Error is a mistake in gathering or processing data which goes into the preparation of the financial statements. An incorrect accounting entry arising out of oversight is also an error. A mistake in application of the generally accepted accounting principles is also an error.

Whereas by the term fraud we mean and understand an intentional act by one or more individuals who act in collusion to achieve undue and illegal advantage. The auditor is definitely concerned with fraudulent acts which cause a material misstatement in the financial statements. Frauds may be committed by the management or by an employee

While auditing the auditor needs to keep his eyes and ears open and must consider the fraudulent activities if detected by him in his reports. Fraudulent financial reporting involved preparation of misstatements or omission of certain disclosures in the financial statements with the intent to deceive the users of those financial statements.

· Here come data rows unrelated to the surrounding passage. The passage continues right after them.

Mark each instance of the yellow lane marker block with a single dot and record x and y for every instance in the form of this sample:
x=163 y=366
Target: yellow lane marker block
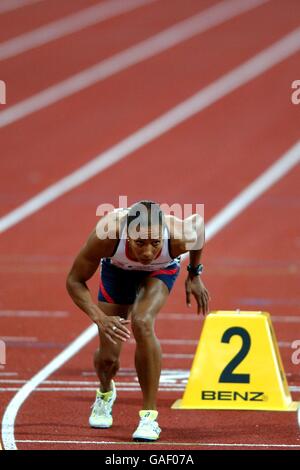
x=237 y=366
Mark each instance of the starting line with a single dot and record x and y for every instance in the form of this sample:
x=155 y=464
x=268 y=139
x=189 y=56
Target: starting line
x=181 y=444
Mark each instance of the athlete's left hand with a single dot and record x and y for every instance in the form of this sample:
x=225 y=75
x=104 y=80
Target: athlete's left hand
x=196 y=287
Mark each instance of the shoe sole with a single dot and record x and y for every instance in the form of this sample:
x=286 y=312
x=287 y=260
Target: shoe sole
x=100 y=427
x=144 y=439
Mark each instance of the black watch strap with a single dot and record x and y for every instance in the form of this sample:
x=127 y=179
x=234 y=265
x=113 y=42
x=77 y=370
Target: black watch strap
x=195 y=270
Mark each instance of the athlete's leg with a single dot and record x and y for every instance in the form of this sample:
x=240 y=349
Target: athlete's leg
x=106 y=358
x=152 y=296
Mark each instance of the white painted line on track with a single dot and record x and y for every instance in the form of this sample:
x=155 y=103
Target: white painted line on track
x=10 y=414
x=11 y=5
x=225 y=85
x=288 y=161
x=32 y=314
x=182 y=444
x=121 y=61
x=194 y=317
x=70 y=24
x=19 y=339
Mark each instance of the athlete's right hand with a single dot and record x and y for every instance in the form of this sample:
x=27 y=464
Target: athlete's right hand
x=114 y=328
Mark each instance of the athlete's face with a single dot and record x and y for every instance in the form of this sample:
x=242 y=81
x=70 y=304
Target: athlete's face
x=146 y=248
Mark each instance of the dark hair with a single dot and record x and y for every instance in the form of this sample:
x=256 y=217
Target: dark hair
x=145 y=214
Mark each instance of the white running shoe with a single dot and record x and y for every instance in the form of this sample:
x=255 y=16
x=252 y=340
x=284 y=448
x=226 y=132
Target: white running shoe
x=148 y=428
x=101 y=416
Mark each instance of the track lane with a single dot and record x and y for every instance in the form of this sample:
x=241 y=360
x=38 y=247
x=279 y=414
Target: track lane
x=36 y=14
x=36 y=177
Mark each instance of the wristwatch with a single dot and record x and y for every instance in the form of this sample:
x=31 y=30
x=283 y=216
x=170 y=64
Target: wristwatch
x=195 y=270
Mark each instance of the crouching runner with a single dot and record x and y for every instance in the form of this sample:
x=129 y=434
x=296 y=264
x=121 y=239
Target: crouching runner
x=139 y=251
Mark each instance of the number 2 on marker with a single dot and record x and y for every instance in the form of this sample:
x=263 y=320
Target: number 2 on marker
x=227 y=375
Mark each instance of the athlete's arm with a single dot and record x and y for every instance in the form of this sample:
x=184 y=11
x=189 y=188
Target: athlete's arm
x=84 y=267
x=188 y=236
x=194 y=284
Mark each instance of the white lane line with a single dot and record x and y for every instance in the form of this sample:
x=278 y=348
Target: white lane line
x=131 y=388
x=19 y=339
x=140 y=52
x=10 y=414
x=8 y=374
x=182 y=444
x=10 y=5
x=32 y=314
x=68 y=25
x=9 y=417
x=194 y=317
x=226 y=84
x=88 y=389
x=256 y=189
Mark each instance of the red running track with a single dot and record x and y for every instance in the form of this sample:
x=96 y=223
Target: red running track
x=253 y=263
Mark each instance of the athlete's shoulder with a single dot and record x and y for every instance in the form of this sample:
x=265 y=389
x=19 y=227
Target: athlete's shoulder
x=185 y=233
x=111 y=224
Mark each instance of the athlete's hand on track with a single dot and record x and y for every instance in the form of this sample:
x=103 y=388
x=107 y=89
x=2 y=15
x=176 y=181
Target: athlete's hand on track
x=196 y=287
x=113 y=328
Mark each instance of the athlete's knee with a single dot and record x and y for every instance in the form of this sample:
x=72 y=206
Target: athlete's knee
x=107 y=359
x=142 y=325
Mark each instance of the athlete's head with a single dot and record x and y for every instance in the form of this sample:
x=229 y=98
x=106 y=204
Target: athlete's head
x=145 y=224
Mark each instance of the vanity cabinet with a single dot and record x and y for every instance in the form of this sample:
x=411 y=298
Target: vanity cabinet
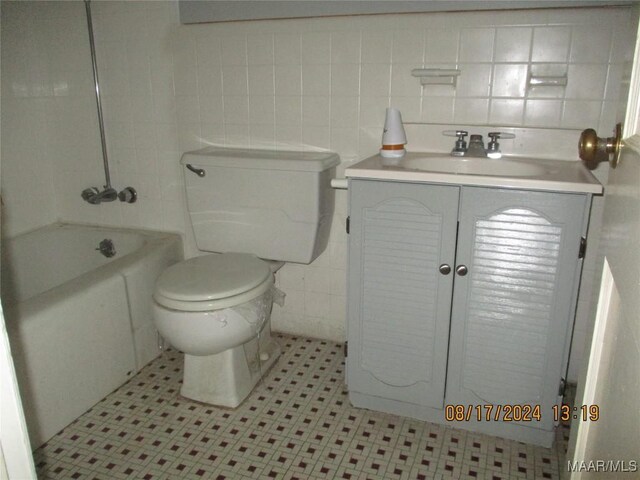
x=462 y=295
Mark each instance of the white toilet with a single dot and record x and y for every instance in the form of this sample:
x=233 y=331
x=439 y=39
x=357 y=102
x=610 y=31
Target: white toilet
x=252 y=205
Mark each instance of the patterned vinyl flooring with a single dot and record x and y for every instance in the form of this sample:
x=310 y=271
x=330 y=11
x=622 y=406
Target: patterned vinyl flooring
x=296 y=424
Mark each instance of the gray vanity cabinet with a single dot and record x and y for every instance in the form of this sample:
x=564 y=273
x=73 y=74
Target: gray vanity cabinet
x=462 y=296
x=399 y=303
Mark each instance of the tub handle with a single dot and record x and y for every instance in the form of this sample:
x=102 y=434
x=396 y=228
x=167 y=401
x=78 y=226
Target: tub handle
x=198 y=171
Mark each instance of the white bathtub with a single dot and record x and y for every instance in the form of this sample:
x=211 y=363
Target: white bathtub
x=80 y=324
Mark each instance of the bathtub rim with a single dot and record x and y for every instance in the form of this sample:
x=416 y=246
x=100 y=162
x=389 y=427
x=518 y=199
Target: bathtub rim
x=152 y=240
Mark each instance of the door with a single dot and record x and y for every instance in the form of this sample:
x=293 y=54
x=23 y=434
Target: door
x=513 y=308
x=399 y=301
x=611 y=373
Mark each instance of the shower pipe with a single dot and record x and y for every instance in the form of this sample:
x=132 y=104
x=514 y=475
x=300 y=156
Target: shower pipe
x=92 y=194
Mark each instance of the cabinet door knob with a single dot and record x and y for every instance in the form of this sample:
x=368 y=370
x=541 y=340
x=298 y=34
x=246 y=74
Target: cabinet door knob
x=462 y=270
x=445 y=269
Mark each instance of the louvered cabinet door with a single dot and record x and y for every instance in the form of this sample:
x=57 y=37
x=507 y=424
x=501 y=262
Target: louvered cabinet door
x=513 y=310
x=399 y=302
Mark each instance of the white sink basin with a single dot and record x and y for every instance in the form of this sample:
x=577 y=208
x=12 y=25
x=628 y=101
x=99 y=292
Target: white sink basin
x=505 y=172
x=475 y=166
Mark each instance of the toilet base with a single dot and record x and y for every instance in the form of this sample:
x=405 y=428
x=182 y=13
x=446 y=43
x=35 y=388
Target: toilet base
x=227 y=378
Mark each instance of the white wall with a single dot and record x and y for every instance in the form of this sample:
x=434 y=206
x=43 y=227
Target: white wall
x=310 y=83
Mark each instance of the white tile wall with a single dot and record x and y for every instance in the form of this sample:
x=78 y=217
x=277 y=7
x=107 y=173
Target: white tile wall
x=309 y=84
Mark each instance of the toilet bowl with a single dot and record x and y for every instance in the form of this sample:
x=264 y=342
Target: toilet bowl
x=216 y=310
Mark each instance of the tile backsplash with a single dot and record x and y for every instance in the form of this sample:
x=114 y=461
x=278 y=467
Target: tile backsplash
x=302 y=84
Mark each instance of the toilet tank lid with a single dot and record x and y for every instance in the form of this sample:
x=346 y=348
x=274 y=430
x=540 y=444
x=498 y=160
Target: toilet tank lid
x=262 y=159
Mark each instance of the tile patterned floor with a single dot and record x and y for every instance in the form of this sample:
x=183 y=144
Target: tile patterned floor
x=297 y=424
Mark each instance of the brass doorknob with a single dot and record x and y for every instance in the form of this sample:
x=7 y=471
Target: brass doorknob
x=593 y=149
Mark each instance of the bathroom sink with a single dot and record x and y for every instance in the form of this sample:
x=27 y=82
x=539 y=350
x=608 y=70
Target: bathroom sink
x=475 y=166
x=507 y=172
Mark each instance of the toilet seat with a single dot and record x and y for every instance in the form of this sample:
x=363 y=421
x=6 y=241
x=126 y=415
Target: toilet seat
x=212 y=282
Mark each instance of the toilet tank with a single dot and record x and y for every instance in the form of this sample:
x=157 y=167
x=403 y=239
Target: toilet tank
x=277 y=205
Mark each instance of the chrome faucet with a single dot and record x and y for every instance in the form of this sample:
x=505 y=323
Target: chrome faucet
x=476 y=146
x=96 y=197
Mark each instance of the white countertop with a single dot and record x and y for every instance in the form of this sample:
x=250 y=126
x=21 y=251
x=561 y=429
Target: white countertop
x=519 y=172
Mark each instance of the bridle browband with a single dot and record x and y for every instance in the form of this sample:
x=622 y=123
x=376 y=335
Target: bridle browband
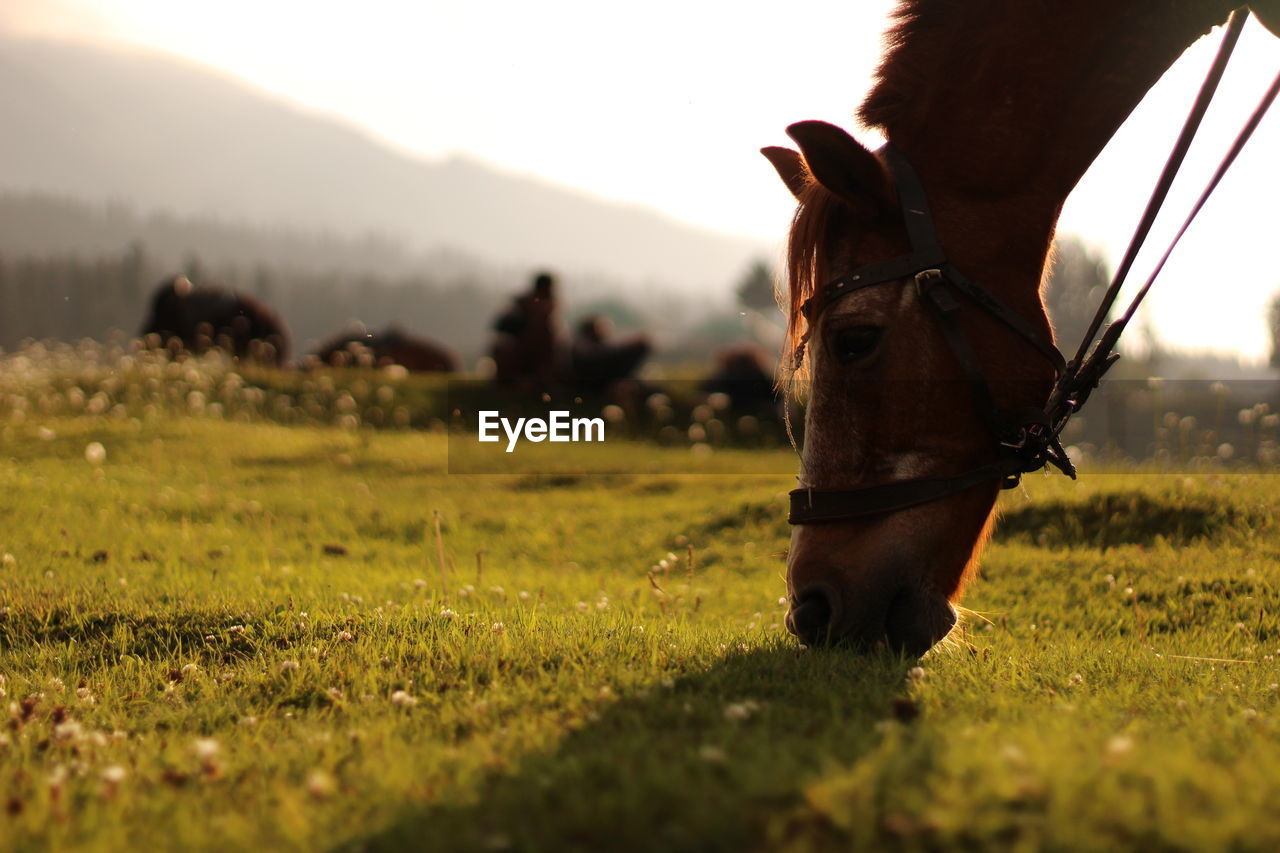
x=1031 y=439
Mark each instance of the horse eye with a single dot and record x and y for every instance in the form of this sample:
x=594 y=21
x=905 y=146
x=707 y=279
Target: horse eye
x=855 y=342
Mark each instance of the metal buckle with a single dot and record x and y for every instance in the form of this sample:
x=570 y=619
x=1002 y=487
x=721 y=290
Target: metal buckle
x=926 y=279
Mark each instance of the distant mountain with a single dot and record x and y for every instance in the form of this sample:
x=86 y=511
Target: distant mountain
x=160 y=133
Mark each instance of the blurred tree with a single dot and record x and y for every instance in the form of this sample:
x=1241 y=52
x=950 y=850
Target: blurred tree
x=1077 y=281
x=1274 y=328
x=755 y=288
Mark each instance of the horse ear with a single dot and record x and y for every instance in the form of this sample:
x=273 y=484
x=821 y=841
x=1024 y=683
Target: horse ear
x=790 y=168
x=1267 y=12
x=844 y=167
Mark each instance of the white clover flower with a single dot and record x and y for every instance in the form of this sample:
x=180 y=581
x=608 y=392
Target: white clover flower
x=68 y=731
x=712 y=755
x=1118 y=747
x=320 y=784
x=205 y=748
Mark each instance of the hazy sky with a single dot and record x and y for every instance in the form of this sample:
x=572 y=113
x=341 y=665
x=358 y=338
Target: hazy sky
x=666 y=105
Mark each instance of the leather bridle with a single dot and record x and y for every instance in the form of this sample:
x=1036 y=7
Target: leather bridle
x=1031 y=439
x=1024 y=443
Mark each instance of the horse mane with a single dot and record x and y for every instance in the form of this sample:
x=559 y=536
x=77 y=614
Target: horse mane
x=910 y=67
x=924 y=36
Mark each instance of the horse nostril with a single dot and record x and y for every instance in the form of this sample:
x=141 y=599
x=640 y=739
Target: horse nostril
x=812 y=616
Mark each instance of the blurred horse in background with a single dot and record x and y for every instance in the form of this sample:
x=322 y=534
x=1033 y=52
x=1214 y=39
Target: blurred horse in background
x=743 y=373
x=197 y=319
x=392 y=346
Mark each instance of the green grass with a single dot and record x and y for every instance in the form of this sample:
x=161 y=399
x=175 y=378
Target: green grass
x=214 y=625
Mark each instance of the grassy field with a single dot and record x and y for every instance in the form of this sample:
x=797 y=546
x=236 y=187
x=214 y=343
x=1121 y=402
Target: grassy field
x=240 y=637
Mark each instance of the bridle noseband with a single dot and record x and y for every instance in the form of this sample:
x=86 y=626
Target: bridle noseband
x=1025 y=442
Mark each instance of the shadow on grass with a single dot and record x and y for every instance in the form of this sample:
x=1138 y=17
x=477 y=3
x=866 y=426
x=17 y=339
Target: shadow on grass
x=1120 y=518
x=703 y=765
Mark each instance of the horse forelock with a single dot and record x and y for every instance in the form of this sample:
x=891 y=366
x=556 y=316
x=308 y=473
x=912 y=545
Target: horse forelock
x=808 y=246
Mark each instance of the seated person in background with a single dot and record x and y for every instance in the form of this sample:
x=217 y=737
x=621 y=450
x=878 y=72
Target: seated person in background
x=528 y=336
x=597 y=361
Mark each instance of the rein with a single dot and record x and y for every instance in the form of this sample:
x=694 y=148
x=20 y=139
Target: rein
x=1029 y=439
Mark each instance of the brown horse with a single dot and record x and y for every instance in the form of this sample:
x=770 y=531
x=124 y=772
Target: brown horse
x=1000 y=106
x=392 y=346
x=184 y=316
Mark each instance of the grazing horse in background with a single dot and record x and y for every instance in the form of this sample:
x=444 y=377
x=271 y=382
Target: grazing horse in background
x=392 y=346
x=208 y=316
x=1000 y=106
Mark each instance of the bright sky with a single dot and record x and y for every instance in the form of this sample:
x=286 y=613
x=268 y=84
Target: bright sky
x=666 y=105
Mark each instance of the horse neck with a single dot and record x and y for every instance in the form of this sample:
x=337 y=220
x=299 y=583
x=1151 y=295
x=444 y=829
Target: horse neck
x=1002 y=112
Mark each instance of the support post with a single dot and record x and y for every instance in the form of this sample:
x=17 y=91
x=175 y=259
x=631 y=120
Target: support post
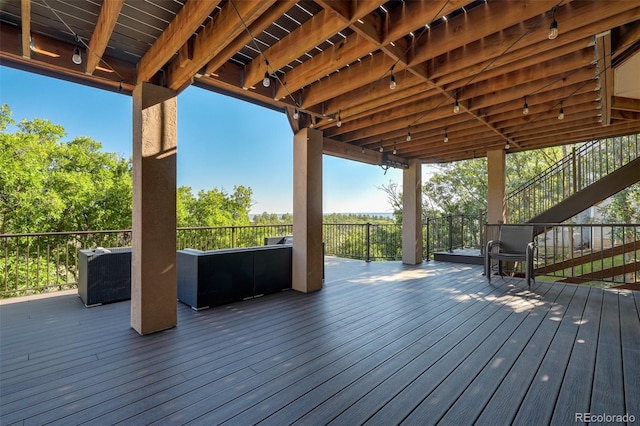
x=496 y=176
x=308 y=259
x=412 y=213
x=153 y=266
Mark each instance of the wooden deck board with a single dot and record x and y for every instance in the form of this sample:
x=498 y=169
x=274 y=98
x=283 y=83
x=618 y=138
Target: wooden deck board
x=382 y=342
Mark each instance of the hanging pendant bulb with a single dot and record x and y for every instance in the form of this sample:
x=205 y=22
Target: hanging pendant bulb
x=77 y=56
x=553 y=28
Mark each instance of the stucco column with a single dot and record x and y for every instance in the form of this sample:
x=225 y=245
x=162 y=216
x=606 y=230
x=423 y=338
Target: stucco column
x=153 y=270
x=308 y=258
x=496 y=182
x=412 y=213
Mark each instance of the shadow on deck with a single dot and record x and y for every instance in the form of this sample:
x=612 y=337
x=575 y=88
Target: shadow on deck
x=382 y=343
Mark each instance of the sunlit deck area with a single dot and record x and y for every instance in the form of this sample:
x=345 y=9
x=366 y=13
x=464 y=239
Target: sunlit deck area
x=382 y=343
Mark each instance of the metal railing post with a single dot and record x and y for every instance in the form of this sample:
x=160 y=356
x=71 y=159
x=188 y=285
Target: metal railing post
x=450 y=218
x=368 y=242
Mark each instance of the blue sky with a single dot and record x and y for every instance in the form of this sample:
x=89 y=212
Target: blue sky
x=222 y=142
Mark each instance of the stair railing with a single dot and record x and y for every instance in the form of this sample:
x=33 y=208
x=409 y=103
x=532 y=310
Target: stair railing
x=584 y=166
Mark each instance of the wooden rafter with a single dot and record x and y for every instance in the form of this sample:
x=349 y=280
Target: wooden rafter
x=605 y=75
x=25 y=17
x=102 y=33
x=186 y=22
x=228 y=24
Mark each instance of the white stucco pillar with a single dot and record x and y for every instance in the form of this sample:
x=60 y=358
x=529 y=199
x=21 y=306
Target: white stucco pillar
x=308 y=259
x=412 y=213
x=153 y=271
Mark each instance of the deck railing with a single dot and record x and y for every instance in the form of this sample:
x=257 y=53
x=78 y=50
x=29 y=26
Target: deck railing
x=40 y=262
x=586 y=253
x=582 y=167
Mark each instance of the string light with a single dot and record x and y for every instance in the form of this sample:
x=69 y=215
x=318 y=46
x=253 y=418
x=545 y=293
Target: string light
x=77 y=56
x=561 y=112
x=553 y=28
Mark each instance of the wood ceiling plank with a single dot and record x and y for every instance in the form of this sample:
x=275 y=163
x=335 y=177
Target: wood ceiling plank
x=183 y=26
x=480 y=22
x=625 y=104
x=579 y=20
x=214 y=36
x=605 y=75
x=25 y=19
x=105 y=25
x=320 y=27
x=258 y=26
x=338 y=56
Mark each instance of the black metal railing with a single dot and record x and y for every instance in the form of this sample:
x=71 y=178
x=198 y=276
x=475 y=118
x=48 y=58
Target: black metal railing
x=586 y=253
x=36 y=263
x=584 y=166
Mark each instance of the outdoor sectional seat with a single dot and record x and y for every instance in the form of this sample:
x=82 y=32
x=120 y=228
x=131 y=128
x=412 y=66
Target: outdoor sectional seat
x=217 y=277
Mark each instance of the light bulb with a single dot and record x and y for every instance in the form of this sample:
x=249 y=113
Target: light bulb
x=77 y=57
x=553 y=29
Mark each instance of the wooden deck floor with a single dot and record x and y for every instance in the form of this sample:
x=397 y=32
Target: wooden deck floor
x=382 y=343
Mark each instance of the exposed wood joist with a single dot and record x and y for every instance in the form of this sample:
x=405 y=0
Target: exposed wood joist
x=179 y=30
x=25 y=18
x=107 y=20
x=605 y=75
x=228 y=24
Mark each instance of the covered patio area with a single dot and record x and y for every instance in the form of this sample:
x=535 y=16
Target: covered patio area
x=383 y=343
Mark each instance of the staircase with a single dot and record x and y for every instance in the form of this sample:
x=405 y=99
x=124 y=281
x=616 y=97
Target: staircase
x=589 y=175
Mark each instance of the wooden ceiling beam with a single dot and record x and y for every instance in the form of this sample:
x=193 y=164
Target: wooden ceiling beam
x=226 y=26
x=179 y=30
x=625 y=104
x=605 y=75
x=321 y=26
x=258 y=26
x=25 y=19
x=107 y=19
x=338 y=56
x=480 y=22
x=580 y=20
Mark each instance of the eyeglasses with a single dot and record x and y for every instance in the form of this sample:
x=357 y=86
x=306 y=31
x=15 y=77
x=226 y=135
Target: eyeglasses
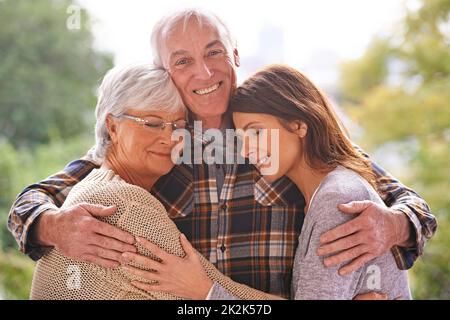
x=156 y=124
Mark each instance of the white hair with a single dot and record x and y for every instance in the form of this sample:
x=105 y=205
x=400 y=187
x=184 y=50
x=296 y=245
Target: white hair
x=139 y=86
x=164 y=26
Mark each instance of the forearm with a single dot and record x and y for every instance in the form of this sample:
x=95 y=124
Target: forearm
x=416 y=223
x=46 y=195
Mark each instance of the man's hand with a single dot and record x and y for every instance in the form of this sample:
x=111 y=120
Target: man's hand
x=184 y=277
x=374 y=232
x=77 y=234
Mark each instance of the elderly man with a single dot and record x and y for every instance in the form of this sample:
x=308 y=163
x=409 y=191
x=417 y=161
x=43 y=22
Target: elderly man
x=246 y=227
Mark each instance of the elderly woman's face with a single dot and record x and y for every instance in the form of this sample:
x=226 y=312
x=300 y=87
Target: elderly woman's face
x=146 y=151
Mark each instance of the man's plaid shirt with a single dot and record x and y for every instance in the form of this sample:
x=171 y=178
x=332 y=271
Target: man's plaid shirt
x=250 y=231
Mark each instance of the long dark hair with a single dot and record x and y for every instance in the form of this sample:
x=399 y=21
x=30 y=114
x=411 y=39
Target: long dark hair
x=287 y=94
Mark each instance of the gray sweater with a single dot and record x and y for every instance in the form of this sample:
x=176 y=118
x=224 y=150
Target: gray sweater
x=310 y=278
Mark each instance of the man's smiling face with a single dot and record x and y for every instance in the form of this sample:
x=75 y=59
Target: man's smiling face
x=201 y=68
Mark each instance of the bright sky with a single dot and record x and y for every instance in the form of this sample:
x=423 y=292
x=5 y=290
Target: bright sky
x=311 y=35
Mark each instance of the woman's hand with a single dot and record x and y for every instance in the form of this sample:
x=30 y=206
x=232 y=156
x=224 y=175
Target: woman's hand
x=183 y=277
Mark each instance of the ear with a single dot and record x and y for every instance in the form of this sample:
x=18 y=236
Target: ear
x=111 y=126
x=237 y=59
x=300 y=128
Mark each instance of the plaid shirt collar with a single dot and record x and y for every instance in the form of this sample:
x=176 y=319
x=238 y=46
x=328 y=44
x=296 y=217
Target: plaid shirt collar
x=265 y=193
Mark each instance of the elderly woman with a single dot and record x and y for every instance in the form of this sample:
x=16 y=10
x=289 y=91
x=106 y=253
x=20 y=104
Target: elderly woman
x=138 y=108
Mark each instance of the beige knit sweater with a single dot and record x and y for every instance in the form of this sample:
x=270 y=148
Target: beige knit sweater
x=141 y=214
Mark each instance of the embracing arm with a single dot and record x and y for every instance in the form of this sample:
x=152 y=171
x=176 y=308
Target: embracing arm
x=403 y=227
x=38 y=198
x=177 y=267
x=421 y=222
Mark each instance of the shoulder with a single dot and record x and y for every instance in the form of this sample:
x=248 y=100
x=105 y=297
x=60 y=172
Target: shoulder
x=340 y=186
x=346 y=185
x=113 y=192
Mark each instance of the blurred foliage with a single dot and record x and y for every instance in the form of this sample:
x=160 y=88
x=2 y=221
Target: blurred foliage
x=16 y=273
x=47 y=73
x=399 y=91
x=48 y=77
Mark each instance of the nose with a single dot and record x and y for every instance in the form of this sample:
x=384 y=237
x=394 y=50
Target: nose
x=166 y=135
x=204 y=71
x=245 y=150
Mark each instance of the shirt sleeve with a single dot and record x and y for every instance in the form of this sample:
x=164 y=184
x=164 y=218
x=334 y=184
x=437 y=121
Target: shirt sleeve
x=403 y=199
x=39 y=197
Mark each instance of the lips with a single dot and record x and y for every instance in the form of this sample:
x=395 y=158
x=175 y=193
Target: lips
x=161 y=154
x=264 y=160
x=208 y=90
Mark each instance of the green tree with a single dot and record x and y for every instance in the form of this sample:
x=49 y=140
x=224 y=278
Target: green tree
x=48 y=73
x=399 y=91
x=48 y=76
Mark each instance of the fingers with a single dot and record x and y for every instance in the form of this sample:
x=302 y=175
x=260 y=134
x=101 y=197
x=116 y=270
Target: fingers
x=110 y=231
x=187 y=247
x=105 y=253
x=112 y=244
x=97 y=210
x=341 y=231
x=141 y=260
x=157 y=251
x=371 y=296
x=340 y=244
x=356 y=264
x=105 y=263
x=146 y=286
x=148 y=275
x=355 y=206
x=345 y=256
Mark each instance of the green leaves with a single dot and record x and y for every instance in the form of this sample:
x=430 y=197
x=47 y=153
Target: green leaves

The auditor while auditing must ensure that he reports any misappropriations of assets which has come to his notice. Misappropriation includes embezzlement of receipts, physical stealing, fictitious payments of bills and expenses. Most of these are usually supported by fictitious documents in order to conceal the fact that the assets are missing.

The prime responsibility of preparation of financial statements lies on the management of the enterprise. Merely getting the auditing completed by any means does not absolve them of their responsibility of preparation of the misleading financial states whether by design or by accident.
The auditor when auditing must the auditing standards prescribed to provide a reasonable assurance the financial statements presented to him for audit a free from material misstatements. The fact that auditing has been done does not make the auditor liable for any deep rooted fraud or errors in the financial statements.